Where Can I Buy a Hospitality Card?

The question struck me as I thought about Romans 12:13 and the twin call we find there to care for others. “Contribute to the needs of the saints and seek to show hospitality.” I have to believe “contribute to the needs of the saints” means more than just providing financial support. We contribute to people’s needs by sharing meals, encouraging and praying for each other, and standing by each other during times of difficulty and joy.

I was thinking about how often I’ve received a card from a friend that came at just the right time. Not just birthdays, anniversaries, or even Pastor Appreciate Month, but those cards that just show up sometimes. The ones that say things like, “Thinking of you,” or “Thanks for all you do.” Those cards bring some much-needed encouragement.

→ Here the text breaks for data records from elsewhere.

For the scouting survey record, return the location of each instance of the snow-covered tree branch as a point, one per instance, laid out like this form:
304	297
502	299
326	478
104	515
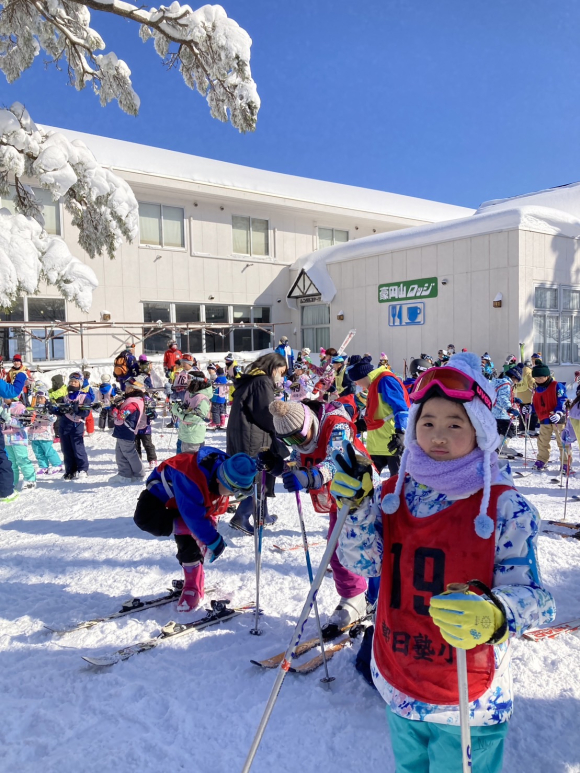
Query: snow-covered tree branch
210	50
102	205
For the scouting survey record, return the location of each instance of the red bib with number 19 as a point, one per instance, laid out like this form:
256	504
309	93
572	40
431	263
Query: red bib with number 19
421	557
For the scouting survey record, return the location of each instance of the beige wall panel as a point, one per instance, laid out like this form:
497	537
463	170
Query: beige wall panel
429	260
398	269
461	256
480	252
514	248
371	271
444	259
347	268
211	269
480	310
164	268
462	321
498	250
538	250
413	266
147	270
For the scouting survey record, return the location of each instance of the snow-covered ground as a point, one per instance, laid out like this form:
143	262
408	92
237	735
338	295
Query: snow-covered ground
71	552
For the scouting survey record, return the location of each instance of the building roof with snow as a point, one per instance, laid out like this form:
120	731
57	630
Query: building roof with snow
131	157
553	211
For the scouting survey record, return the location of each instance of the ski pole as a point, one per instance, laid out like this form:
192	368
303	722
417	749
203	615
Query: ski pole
297	635
569	456
461	656
258	527
327	679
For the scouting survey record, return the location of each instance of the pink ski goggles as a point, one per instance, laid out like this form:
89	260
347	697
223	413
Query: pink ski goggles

But what about the other half of that verse? “Seek to show hospitality.” I’ve mentioned before, the word “Hospitality” in the New Testament literally means “Love of strangers.” Loving strangers is a call that we find back in the Old Testament Law. In Leviticus, after verse 18 calls us to “love your neighbor as yourself,” verse 34 ups the ante by calling us to, “Treat the stranger who sojourns with you as the native among you, and you shall love him as yourself.”

“Love your neighbor as yourself” is one thing, but “love your stranger as yourself?” What does that look like? Where do we begin?